Ballet
In poignant contrast with the experience of ballet girls, Syvert, Torgeir and Lucas carry with them the knowledge that boys are special in this rarefied world. They choose it, with little doubt that it will choose them too. They train with equal dedication but are markedly different in their approach to the craft. Lukas is the most atypical ballet star and shows his potential from the outset but elevation from corps to a chance at the world stage will cost him the camaraderie and safety net of his life in Norway. As all three strive for a place at the National Academy of Arts, in Oslo, he is faced with a dilemma. Is it better to remain the best among his peers or to reach further and potentially be the lesser talent among a crowd of strangers?

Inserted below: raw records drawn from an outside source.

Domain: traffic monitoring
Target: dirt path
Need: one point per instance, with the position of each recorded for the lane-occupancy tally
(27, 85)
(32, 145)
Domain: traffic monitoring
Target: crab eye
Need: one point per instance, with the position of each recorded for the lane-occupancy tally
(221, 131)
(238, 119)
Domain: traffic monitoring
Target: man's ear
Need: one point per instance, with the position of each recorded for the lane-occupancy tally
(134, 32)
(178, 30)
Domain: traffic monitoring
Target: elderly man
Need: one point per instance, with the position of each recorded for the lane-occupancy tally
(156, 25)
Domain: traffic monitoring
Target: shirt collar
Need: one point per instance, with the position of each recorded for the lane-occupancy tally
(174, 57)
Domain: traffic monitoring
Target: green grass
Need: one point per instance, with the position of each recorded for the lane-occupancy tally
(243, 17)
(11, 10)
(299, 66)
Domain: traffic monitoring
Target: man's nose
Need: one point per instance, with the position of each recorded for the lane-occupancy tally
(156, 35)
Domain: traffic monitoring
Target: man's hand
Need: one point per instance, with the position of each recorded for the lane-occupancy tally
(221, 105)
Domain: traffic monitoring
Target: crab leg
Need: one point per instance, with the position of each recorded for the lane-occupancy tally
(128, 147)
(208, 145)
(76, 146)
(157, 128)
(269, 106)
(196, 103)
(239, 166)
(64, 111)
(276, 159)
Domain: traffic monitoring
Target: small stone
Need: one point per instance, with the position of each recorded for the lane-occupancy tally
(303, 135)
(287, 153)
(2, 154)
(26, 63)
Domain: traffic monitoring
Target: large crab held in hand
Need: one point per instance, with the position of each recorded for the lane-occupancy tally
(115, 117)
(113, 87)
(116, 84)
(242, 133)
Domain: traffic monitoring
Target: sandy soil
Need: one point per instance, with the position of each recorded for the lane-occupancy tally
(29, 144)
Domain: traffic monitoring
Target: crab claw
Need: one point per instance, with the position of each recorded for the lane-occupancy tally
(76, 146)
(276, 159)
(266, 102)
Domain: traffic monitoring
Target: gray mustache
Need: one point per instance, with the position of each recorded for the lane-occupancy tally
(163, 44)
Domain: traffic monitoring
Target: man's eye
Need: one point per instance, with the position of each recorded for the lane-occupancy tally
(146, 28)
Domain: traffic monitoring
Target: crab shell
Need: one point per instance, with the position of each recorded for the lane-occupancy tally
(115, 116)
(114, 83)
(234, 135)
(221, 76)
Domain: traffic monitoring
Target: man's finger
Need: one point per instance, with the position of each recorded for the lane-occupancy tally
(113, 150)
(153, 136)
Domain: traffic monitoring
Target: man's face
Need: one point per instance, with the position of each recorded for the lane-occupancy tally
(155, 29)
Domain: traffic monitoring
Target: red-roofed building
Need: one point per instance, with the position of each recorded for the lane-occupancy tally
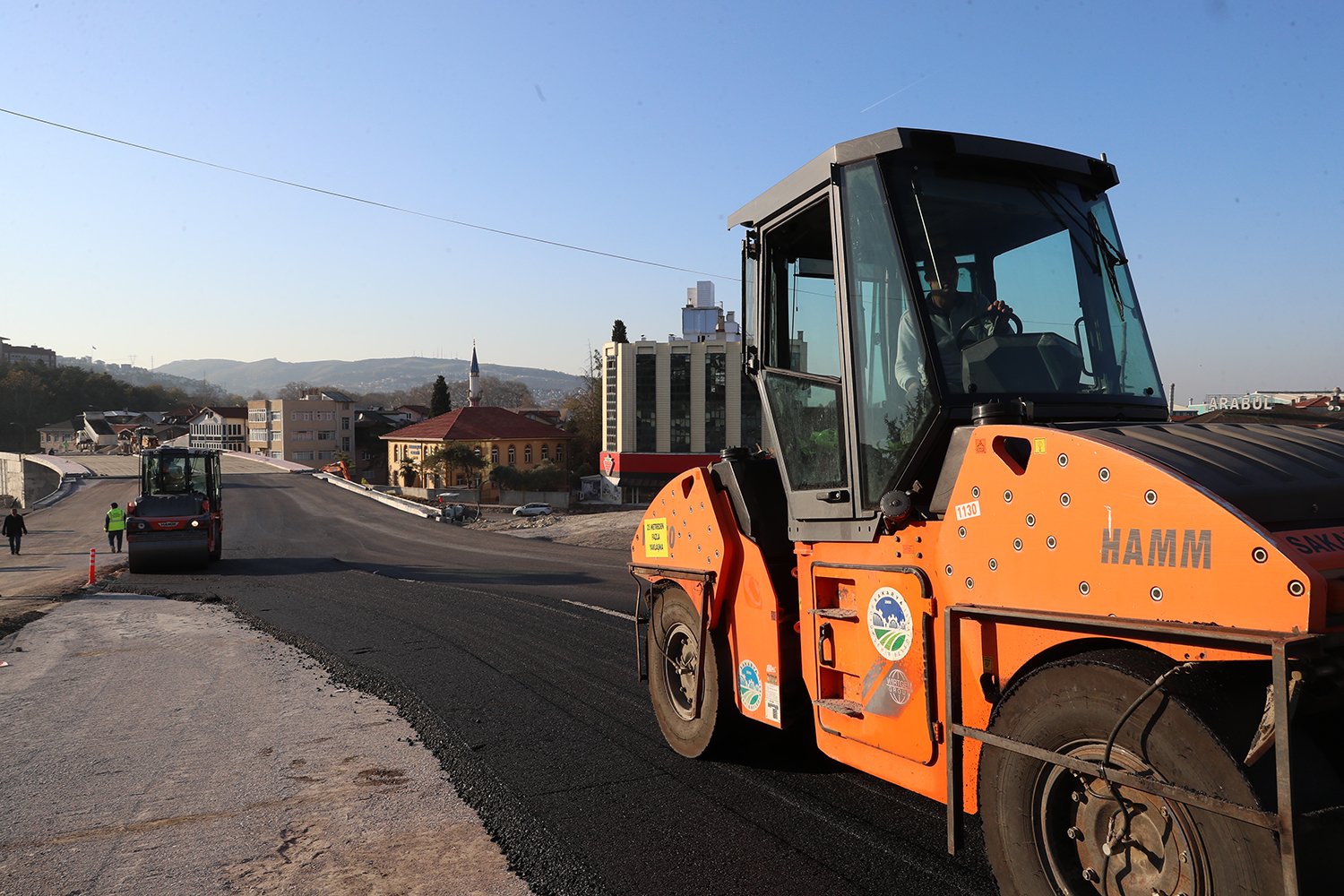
(502, 438)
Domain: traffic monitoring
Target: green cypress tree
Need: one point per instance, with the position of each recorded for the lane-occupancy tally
(440, 402)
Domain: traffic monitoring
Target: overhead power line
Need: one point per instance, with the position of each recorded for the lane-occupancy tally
(366, 202)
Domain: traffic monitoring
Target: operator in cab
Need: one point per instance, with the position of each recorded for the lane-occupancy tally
(959, 320)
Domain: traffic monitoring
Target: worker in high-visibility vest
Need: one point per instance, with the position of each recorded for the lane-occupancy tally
(115, 525)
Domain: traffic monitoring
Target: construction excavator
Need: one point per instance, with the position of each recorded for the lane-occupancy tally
(978, 562)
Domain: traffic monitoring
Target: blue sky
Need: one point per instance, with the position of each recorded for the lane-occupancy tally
(631, 129)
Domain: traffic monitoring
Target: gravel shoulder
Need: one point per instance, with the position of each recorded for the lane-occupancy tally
(159, 747)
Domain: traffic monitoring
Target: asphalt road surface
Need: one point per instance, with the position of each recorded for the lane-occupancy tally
(515, 662)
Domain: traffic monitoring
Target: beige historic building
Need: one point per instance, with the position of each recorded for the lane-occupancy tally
(499, 437)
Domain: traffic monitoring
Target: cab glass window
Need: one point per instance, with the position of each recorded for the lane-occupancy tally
(1024, 289)
(892, 409)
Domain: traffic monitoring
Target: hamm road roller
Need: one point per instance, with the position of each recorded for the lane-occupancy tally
(981, 563)
(177, 520)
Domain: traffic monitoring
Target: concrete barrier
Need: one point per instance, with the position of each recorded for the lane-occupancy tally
(558, 500)
(31, 478)
(390, 500)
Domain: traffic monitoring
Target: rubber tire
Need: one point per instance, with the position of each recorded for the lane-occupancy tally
(712, 731)
(1080, 700)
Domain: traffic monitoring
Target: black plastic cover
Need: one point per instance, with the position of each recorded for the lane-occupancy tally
(1279, 476)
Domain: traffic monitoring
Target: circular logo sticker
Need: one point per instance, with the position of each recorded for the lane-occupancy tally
(898, 686)
(889, 624)
(749, 685)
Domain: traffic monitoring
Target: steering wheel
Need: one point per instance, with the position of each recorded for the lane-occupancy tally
(988, 317)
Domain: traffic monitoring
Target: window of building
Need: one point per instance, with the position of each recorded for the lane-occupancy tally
(715, 401)
(679, 417)
(610, 403)
(645, 403)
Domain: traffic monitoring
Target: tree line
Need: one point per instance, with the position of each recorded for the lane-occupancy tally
(37, 395)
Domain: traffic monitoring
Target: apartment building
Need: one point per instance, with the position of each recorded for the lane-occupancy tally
(672, 406)
(220, 427)
(308, 430)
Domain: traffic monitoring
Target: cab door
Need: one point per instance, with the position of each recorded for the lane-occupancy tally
(873, 635)
(801, 363)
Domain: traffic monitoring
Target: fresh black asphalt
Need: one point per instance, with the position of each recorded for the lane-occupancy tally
(532, 702)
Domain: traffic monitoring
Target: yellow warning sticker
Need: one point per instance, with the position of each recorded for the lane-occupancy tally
(656, 538)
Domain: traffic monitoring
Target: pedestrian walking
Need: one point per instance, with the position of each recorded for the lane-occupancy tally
(13, 530)
(115, 524)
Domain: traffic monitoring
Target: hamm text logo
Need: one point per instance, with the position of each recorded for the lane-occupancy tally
(1196, 551)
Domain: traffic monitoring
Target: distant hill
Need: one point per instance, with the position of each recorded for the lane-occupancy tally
(368, 375)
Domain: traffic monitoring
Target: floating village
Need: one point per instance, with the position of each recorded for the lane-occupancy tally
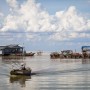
(19, 51)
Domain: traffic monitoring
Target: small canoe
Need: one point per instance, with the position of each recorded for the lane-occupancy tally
(26, 72)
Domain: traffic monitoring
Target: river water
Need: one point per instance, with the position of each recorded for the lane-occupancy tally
(51, 74)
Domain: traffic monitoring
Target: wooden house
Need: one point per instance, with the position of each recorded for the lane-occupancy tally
(11, 50)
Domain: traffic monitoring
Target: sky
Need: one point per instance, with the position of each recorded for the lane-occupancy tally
(47, 25)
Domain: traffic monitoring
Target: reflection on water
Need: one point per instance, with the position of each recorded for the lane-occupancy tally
(19, 79)
(50, 74)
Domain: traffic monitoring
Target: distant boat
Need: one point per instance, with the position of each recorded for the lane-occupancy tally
(29, 54)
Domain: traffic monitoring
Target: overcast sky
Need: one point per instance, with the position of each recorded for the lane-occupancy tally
(48, 25)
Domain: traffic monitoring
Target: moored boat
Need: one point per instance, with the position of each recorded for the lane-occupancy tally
(25, 72)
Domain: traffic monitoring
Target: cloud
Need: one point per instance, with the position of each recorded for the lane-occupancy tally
(29, 16)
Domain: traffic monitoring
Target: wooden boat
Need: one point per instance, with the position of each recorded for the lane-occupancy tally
(25, 72)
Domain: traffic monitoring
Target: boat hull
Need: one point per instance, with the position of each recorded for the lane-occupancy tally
(21, 72)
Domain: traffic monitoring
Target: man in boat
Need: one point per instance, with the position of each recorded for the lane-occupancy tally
(23, 66)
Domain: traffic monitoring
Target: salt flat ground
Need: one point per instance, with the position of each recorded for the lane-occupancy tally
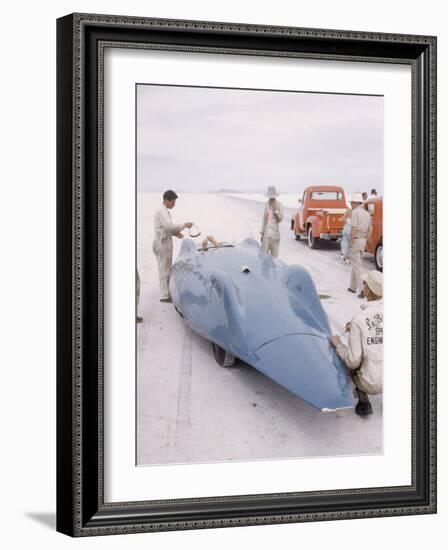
(189, 409)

Torgeir has been touched by all three banes of teenaged existence – acne, inarticulacy and awkwardness. And yet through dance he is transformed. The choreographers’ skills lend him a physical vocabulary he does not stumble over and the rigours of training rack his self conscious spine straight. More essential for his growth though is the time spent with his friends. Each boy cites the raucous moments in the changing room before class as the highlight of their day. The changing room becomes a metaphor for their broader ballet journey as ambition and age alters the dynamic between the trio and the inevitable stride towards adulthood cleaves them apart.
Syvert finds the transition from ballet as after school activity to a potential life after school, tough. The young Asian-Norwegian he struggles with issues of identity early in the film – a thread that is left frustratingly unexplored – and worries about the toll class will take on his real world friendships. All three share a high school teacher who has a brusquely pragmatic approach to the romantic world of dance. Pushing the boys to consider where they will be when injury and age steal their careers away. Lukas’s focus is unswerving but Syvert and Torgeir are better able to consider another life, offstage. Syvert walks away from ballet early in the shoot but feels compelled to return and it is he who most evolves. Despite Ballet Boys’ devotion to the more textbook story of Lukas, it is Syvert who provokes our sympathy and smiles.
With the benefit of sparse but exceptionally striking dance footage (the film was shot on Sony HD FS100 and RED cameras) Ballet Boys fully immerses its audience in the boys’ lives. The result is delightful. More a bittersweet exploration of ambition and friendship than a straightforward ballet documentary, the genuine affection between the leads and of the filmmaker for his subjects shines through every intimate frame. David Kinsella’s compelling A Beautiful Tragedy (2008) – following fledgling ballerina Oksana Skorik through Perm State Ballet School – left viewers impressed but downcast. What a difference a change of gender and location makes. Ballet Boys runs 20 minutes longer and remains joyous throughout. The lack of technical dance sequences or heavy personal revelations will irk some but we are not shortchanged.
In place of high drama and high jumps we are offered love and tenderness. The love Lukas has for his singularly cool and supportive family, the tenderness with which the boys support and taunt one another and the unabiding love for ballet which unites leads and storyteller. It throws up conflicting emotions to see that love flourish unchecked by the burdens female dancers bear and the gentle pacing does leave room to ponder the imbalance. Perhaps it was the part-time nature of their training that allowed the three to remain so carefree. Perspective from one of their duet partners would have offered interesting context. Let us hope another chapter of the Ballet Boys story will provide a reply.